The review by Sir Michael Lyons, Professor of Public Policy at Birmingham University, is expected to recommend higher council taxes but will not now be published at Christmas as planned.
Caroline Spelman (Con Meriden), the Shadow Secretary of State for Local Government, insisted it was "essential" that the Government published the report, adding: "Any suggestion of a delay leaves me very suspicious."
Sir Michael, former chief executive of Birmingham City Council, is looking at changes to the way council tax works, which could include an end to capping and charges for services such as waste collection. Ministers deny the review will lead to a higher council taxes, but any reforms will create winners and losers.
Sir Michael is considering changing the banding system, so that the most expensive properties are taxed at a higher rate while less valuable properties may be charged less. There will also be a revaluation of properties which will also lead to some households paying more.
The review is expected to recommend that councils be allowed greater freedom over how they raise money, including control over business rates.
But it has emerged publication of the report is to be delayed while the Chancellor considers its contents. Sir Michael will present it to the Treasury in December as expected, but it will not be published immediately.
Mr Brown, who could take over as Prime Minister in the first half of next year, is said to be concerned that one of his first acts as premier could be to introduce reforms to local taxes, one of the most sensitive political topics.

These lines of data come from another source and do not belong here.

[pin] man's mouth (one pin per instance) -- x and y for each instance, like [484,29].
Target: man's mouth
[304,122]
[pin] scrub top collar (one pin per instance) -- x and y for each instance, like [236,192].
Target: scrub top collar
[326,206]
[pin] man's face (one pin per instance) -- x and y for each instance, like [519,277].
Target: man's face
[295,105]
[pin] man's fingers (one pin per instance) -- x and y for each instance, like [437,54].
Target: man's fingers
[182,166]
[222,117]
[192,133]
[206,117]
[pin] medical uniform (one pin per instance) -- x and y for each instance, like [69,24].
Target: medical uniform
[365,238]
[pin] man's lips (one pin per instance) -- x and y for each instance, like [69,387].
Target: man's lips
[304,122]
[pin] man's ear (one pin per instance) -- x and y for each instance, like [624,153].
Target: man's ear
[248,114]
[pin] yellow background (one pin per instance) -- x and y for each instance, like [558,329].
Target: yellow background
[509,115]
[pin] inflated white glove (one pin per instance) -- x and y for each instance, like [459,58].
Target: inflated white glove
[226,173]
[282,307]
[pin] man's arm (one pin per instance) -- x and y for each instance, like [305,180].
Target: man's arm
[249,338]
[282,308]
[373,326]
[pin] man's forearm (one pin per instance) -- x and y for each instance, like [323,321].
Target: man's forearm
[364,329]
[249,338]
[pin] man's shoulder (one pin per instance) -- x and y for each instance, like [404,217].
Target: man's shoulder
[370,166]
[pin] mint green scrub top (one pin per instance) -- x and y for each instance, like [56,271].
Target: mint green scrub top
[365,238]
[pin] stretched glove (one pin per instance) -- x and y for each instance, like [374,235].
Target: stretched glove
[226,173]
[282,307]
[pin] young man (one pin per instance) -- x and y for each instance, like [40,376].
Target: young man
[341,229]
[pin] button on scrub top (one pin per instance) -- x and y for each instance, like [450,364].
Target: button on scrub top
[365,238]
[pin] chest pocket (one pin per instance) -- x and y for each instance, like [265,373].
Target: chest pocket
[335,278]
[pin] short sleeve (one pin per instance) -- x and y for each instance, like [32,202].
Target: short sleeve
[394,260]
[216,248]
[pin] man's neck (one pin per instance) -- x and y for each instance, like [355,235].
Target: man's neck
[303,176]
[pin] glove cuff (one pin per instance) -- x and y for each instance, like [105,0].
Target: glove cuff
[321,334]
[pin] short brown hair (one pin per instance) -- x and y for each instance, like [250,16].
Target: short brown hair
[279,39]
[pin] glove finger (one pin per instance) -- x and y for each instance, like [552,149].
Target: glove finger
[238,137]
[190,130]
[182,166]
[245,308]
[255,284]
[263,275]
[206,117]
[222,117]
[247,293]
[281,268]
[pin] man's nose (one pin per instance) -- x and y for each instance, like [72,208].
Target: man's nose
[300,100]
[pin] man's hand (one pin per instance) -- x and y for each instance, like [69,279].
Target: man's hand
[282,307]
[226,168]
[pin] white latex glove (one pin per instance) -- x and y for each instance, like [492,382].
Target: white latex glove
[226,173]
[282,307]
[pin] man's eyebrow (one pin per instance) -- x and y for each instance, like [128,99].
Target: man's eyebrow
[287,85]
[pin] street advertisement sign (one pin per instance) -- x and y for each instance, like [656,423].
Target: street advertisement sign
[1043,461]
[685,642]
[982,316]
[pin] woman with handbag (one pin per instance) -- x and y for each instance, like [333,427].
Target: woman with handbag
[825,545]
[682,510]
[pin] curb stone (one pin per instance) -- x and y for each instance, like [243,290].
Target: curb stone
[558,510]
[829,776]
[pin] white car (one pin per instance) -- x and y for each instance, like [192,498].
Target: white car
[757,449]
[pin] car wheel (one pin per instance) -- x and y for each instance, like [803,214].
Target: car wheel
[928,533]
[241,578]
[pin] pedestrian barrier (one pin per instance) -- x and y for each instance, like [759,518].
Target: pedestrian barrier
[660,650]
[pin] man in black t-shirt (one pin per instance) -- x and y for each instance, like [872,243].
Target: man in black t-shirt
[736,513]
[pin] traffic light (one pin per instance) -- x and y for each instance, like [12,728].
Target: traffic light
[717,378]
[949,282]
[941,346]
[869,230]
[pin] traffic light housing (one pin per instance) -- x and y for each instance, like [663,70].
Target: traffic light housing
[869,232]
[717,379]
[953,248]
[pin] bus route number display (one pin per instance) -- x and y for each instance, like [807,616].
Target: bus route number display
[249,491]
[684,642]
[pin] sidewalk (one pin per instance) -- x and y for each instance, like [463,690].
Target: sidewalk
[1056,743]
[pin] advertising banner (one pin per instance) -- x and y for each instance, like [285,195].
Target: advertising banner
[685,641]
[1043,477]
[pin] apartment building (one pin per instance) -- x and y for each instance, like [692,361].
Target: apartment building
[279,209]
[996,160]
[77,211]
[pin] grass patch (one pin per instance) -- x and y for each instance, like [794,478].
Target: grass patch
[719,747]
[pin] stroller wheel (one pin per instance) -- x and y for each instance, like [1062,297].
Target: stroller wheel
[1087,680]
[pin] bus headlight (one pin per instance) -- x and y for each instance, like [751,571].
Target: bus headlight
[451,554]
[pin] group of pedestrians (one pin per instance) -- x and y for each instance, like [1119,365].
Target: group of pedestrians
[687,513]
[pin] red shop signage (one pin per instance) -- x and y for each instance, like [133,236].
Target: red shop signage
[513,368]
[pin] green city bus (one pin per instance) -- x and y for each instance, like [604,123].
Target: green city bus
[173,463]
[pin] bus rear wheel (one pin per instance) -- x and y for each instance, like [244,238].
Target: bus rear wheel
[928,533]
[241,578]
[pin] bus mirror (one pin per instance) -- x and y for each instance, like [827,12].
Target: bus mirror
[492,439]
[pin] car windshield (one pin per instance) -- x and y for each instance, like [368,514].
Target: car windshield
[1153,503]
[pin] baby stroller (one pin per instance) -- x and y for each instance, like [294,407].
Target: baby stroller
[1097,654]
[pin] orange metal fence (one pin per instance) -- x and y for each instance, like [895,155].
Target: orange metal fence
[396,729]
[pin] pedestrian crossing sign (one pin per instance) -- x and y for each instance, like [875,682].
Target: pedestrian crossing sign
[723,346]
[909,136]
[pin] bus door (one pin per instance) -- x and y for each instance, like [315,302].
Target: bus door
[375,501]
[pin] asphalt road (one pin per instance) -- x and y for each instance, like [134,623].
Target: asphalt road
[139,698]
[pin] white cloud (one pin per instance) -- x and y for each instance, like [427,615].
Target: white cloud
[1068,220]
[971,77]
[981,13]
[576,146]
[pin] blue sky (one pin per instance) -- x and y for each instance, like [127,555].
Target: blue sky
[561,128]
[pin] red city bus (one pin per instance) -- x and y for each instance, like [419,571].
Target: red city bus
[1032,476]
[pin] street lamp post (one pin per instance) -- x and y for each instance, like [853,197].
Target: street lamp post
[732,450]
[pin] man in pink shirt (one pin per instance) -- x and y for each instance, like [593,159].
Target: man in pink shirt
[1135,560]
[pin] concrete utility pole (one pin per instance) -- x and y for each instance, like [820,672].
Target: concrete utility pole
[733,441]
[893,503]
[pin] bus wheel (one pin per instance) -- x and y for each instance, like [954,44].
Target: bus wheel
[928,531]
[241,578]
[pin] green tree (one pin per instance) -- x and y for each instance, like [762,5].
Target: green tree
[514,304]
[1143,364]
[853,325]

Ministers are also concerned about the impact any controversial announcements could have on the local government elections in May.
Sir Michael's inquiry began in July 2004, and has already been delayed once.

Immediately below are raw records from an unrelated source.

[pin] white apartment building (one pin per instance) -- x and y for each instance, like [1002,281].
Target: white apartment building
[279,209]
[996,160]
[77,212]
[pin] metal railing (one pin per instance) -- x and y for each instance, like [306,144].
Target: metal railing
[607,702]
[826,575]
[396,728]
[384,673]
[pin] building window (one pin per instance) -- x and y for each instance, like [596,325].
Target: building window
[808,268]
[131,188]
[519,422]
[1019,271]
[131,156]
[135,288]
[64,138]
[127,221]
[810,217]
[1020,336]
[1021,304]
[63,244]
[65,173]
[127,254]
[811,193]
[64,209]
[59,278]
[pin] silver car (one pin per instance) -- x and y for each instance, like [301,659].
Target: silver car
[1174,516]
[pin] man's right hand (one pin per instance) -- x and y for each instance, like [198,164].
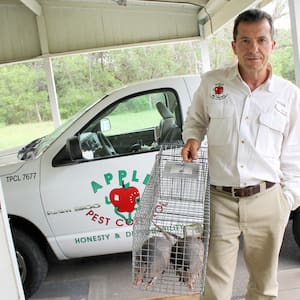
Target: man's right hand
[190,149]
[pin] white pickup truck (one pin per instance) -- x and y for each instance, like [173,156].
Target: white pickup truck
[74,192]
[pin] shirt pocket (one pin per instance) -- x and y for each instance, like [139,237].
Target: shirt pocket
[221,124]
[270,133]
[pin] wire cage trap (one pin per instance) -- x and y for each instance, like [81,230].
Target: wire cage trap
[171,227]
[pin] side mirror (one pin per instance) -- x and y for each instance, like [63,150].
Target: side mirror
[73,148]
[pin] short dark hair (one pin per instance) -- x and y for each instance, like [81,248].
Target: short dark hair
[251,16]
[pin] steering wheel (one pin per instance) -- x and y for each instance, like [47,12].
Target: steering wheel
[107,147]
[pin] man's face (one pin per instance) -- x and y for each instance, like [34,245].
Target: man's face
[253,46]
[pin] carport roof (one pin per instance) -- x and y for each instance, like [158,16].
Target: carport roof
[31,29]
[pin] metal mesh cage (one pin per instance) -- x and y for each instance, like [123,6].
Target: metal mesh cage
[171,226]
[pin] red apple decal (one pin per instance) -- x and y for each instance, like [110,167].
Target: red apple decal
[218,90]
[124,198]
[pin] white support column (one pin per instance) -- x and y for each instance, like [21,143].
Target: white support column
[52,91]
[205,56]
[10,280]
[294,6]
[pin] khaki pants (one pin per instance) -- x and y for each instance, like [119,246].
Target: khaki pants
[261,219]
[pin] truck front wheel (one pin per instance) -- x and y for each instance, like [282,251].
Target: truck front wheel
[32,263]
[296,225]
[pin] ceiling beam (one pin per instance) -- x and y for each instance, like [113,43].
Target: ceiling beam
[34,6]
[214,20]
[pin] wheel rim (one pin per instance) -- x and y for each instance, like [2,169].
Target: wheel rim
[22,266]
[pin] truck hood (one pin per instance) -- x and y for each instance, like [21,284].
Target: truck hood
[9,162]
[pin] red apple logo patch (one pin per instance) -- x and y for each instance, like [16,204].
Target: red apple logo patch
[219,89]
[124,199]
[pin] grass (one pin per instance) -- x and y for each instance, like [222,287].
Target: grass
[19,134]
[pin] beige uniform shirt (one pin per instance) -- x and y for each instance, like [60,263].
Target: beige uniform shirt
[253,136]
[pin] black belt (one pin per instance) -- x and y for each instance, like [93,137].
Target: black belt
[246,191]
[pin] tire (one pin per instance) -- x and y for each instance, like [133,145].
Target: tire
[32,262]
[296,226]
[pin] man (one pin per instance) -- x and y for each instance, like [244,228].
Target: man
[252,121]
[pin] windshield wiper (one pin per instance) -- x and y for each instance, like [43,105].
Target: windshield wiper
[27,152]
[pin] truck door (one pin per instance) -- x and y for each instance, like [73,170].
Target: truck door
[90,202]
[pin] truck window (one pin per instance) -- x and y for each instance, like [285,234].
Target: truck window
[135,124]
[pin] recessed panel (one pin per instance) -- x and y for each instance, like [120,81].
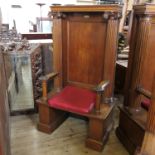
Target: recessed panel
[85,53]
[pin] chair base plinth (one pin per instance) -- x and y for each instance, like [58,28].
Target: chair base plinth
[129,131]
[49,118]
[98,132]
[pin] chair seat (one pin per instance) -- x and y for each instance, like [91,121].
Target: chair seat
[74,99]
[145,104]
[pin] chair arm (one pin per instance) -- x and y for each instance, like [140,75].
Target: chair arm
[99,89]
[44,83]
[144,92]
[48,76]
[101,86]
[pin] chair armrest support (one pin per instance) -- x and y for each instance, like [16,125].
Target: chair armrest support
[144,92]
[48,76]
[44,83]
[99,89]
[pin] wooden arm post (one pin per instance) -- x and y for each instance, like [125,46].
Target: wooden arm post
[44,83]
[44,86]
[148,146]
[99,89]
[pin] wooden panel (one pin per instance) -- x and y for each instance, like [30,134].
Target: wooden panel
[83,63]
[149,66]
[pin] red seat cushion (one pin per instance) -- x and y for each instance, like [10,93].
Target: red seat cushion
[73,99]
[145,104]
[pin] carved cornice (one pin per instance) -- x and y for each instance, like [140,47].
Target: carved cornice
[87,8]
[105,15]
[144,9]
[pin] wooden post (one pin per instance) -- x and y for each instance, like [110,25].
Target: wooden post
[148,147]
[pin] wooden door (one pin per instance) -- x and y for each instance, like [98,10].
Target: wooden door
[4,114]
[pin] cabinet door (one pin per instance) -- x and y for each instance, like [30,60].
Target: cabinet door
[4,114]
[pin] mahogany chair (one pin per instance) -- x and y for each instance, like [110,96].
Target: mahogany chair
[84,54]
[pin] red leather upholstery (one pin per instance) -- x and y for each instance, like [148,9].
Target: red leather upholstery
[74,99]
[145,104]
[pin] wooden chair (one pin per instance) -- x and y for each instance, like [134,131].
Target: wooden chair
[139,81]
[85,43]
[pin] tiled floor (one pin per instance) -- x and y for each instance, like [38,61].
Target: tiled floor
[68,139]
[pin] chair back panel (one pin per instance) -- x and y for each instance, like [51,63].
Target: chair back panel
[85,44]
[83,59]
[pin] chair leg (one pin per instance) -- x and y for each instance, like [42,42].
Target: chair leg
[49,118]
[98,132]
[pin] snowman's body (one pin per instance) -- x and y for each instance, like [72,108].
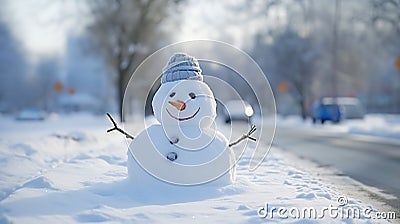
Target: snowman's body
[150,165]
[186,109]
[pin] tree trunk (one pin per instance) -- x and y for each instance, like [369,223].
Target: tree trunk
[120,95]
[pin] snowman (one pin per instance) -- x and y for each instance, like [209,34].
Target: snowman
[185,147]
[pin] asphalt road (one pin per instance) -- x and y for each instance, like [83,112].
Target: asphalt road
[372,161]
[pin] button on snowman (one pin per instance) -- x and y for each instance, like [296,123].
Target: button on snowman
[185,148]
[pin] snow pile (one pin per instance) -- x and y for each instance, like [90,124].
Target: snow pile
[380,125]
[48,179]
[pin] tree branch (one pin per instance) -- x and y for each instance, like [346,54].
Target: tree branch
[251,131]
[116,128]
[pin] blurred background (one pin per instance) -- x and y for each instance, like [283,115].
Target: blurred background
[65,56]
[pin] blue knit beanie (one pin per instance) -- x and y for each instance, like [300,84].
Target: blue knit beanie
[181,67]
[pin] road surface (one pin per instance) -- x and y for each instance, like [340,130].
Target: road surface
[370,160]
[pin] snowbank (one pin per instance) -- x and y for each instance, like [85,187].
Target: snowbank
[68,170]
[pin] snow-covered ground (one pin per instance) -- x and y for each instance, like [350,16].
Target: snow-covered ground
[68,170]
[379,125]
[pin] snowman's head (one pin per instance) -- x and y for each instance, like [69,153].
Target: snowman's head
[185,103]
[183,98]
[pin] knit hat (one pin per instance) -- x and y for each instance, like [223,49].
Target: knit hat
[181,67]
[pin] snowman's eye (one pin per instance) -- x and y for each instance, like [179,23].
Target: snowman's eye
[192,95]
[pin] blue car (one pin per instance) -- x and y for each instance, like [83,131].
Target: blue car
[326,109]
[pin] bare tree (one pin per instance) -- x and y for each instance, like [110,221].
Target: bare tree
[127,31]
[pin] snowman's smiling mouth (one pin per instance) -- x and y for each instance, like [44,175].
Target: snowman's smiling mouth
[183,118]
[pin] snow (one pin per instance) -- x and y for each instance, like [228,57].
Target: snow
[67,169]
[375,125]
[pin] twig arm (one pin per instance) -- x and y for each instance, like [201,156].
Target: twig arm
[251,131]
[116,128]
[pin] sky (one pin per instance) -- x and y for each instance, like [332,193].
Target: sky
[42,26]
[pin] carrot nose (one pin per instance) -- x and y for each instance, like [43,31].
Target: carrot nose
[179,105]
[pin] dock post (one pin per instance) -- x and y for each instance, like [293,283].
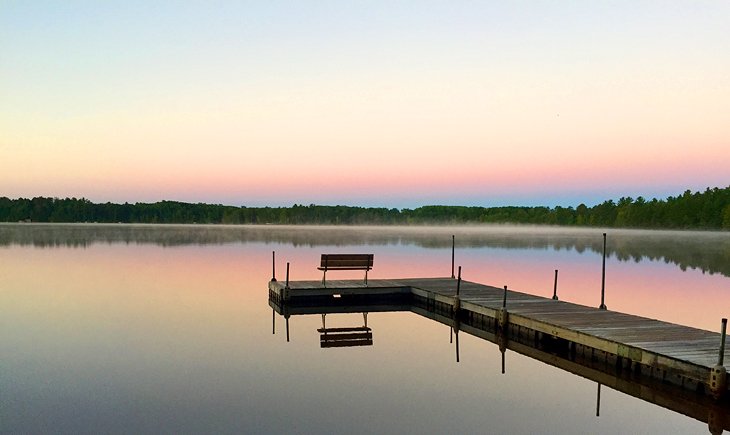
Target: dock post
[457,301]
[502,315]
[287,274]
[723,334]
[453,245]
[718,374]
[603,277]
[273,265]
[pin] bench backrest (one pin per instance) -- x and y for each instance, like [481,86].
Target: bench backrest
[347,261]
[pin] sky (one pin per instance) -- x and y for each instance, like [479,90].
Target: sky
[369,103]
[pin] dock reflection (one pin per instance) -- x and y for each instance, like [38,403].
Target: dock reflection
[548,350]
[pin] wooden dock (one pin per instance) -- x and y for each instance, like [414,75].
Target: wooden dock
[674,354]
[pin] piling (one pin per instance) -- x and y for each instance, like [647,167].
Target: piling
[718,374]
[457,301]
[502,315]
[453,246]
[287,275]
[603,276]
[273,265]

Mrs Spelman: "It is essential that the Government publishes this report. We have all been left hanging.
"The problem is that we are in an interregnum period where Gordon Brown takes over from Tony Blair, and it means that every important decision is being delayed."
Lord Bruce-Lockhart, chairman of the Local Government Association, said: "Sir Michael has told the LGA he would submit this before Christmas and we expected it to be published immediately."
A spokesman for the LGA said: "The Government has been very twitchy about this because they remember what happened to Margaret Thatcher when she introduced her own big reform, with the poll tax."
A Treasury spokesman insisted: "There is no delay. We have not yet received the report so it's too early to talk about publishing it."
A spokeswoman for Sir Michael Lyons said: "We are still on track to deliver the report to Ministers in December, as we always planned.
"We are in discussions about the publication date and nothing has yet been set."
Sir Michael's report is expected to allow councils to introduce top-up levies for rubbish collection and social care, and to support mechanisms for authorities to propose extra taxes to pay for extra police and teachers.
The Government has denied claims it is considering a flat fee based on one per cent of the value of a home, a system already introduced in Northern Ireland.
In the West Midlands this would mean an average charge of #1,584. In Solihull, the charge would be #2,224.
The website for Sir Michael's inquiry is at www.lyonsinquiry.org.uk.